Americans are plagued with dozens of medical conditions causing chronic pain and fatigue, including arthritis, low back pain, fibromyalgia and war-related injuries. The American Osteopathic Association estimates that 76 million Americans are suffering from chronic pain. One effective therapy for some types of chronic pain is regular physical exercise.
Step 1
Create a computer file or buy a notebook, and keep a record of your pain and fatigue symptoms on a daily basis for two weeks. Note the contexts and times in which your pain episodes occur. Record how much time you spend sitting, lying down, standing and walking.
Step 2
Contact your general practitioner and the physician specialist for your particular illness. Show them your pain journal. Ask them if your medical condition is one that will respond positively to exercise.
Step 3
Get in touch with online and in-person patient support groups and associations for your medical condition and ask if any reports exist which contain exercise regimens specifically designed for your type of illness or injury. One example is an essay by the Arthritis Foundation, "Top Three Types of Exercise," which contains descriptions of exercises that are helpful for arthritis pain and links to illustrative exercise videos.
Step 4
Review the exercise regimens that are suggested for medical conditions other than your own. See if you can use or adapt any of those exercises to your medical condition. For example, the Veterans Administration has released a downloadable PDF report, "Exercise to Help Manage Chronic Pain and/or Fatigue." While the program is designed for chronic fatigue syndrome and fibromyalgia patients, its recommendations can be modified to apply to other illnesses and injuries.
Step 5
Ask your physician for a referral to a physical therapist. Bring your pain journal and the information that you have accumulated about exercise ideas for your medical condition to your first appointment. Ask your physical therapist to help you design a program carefully tailored to your current pain and fatigue problems.
Step 6
Start doing your exercises on a daily basis once or twice each day.

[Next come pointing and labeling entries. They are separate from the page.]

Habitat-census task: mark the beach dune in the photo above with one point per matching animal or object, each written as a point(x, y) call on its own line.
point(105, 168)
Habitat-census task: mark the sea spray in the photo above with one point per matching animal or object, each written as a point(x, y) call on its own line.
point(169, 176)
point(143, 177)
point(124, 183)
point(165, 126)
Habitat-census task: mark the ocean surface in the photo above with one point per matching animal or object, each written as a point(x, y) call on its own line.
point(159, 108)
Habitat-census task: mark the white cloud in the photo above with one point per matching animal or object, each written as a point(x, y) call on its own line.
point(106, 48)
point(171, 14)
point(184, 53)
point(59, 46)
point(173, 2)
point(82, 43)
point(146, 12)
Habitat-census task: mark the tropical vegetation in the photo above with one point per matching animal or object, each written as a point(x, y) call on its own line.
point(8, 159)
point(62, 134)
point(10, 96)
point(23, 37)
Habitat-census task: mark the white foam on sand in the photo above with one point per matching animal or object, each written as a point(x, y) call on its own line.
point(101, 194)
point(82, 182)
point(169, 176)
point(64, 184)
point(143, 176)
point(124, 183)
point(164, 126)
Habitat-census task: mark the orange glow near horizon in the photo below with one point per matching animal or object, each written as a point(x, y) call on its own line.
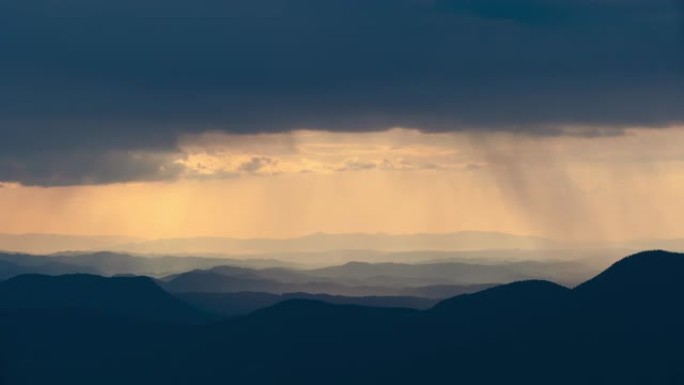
point(398, 181)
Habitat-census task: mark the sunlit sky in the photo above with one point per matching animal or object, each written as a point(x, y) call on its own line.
point(280, 118)
point(617, 187)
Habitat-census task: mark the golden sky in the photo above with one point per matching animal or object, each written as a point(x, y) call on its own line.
point(620, 186)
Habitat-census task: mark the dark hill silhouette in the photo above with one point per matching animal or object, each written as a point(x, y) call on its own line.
point(137, 297)
point(619, 328)
point(512, 300)
point(643, 271)
point(234, 304)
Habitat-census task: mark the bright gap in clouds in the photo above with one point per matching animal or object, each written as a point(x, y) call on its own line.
point(572, 188)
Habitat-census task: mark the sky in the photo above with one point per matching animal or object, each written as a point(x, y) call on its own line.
point(274, 118)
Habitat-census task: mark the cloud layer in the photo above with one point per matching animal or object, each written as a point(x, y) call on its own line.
point(88, 85)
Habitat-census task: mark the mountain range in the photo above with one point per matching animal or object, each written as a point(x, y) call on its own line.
point(621, 327)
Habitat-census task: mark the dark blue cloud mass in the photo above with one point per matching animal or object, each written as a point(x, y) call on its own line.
point(100, 77)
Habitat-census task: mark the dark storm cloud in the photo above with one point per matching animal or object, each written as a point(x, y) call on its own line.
point(82, 78)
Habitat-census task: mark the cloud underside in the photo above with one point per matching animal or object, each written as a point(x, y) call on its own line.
point(101, 92)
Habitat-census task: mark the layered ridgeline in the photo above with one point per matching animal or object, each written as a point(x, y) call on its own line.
point(622, 327)
point(438, 278)
point(321, 242)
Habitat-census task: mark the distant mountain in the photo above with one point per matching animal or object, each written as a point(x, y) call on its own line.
point(12, 265)
point(277, 281)
point(234, 304)
point(467, 240)
point(109, 263)
point(138, 297)
point(51, 243)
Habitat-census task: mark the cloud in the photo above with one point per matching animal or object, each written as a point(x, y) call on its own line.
point(97, 78)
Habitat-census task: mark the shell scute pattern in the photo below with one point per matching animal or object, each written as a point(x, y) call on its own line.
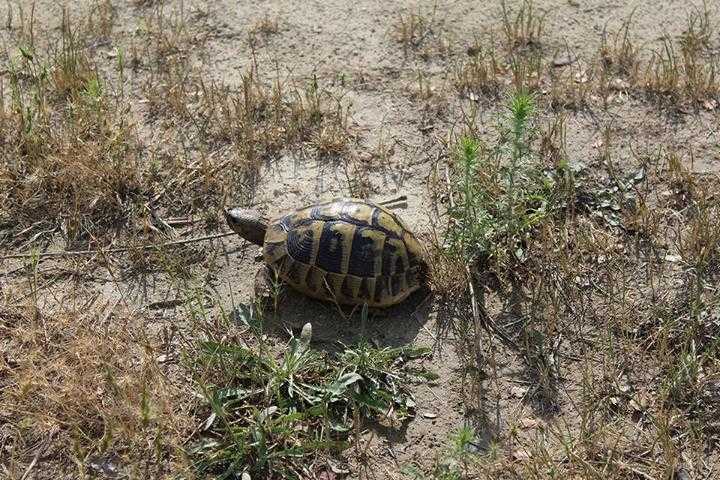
point(349, 251)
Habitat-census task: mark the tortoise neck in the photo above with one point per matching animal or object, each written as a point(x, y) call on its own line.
point(256, 234)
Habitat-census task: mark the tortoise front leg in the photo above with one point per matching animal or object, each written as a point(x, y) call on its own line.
point(267, 289)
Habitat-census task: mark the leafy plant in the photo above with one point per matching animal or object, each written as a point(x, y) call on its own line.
point(503, 192)
point(268, 416)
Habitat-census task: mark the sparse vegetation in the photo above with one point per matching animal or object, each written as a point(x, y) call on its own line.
point(564, 182)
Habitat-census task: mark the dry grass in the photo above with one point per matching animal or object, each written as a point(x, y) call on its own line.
point(83, 388)
point(602, 270)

Write down the exercises and how they affect you in your pain journal. See your physical therapist every week at the beginning of your exercise program, and have your physical therapist modify exercises if they are not working or need fine-tuning.
Step 7
Continue doing your exercises, even if your pain starts to disappear or diminish substantially. Consult your physical therapist about increasing the number of sets, frequency and intensity of the exercises as you become comfortable with them.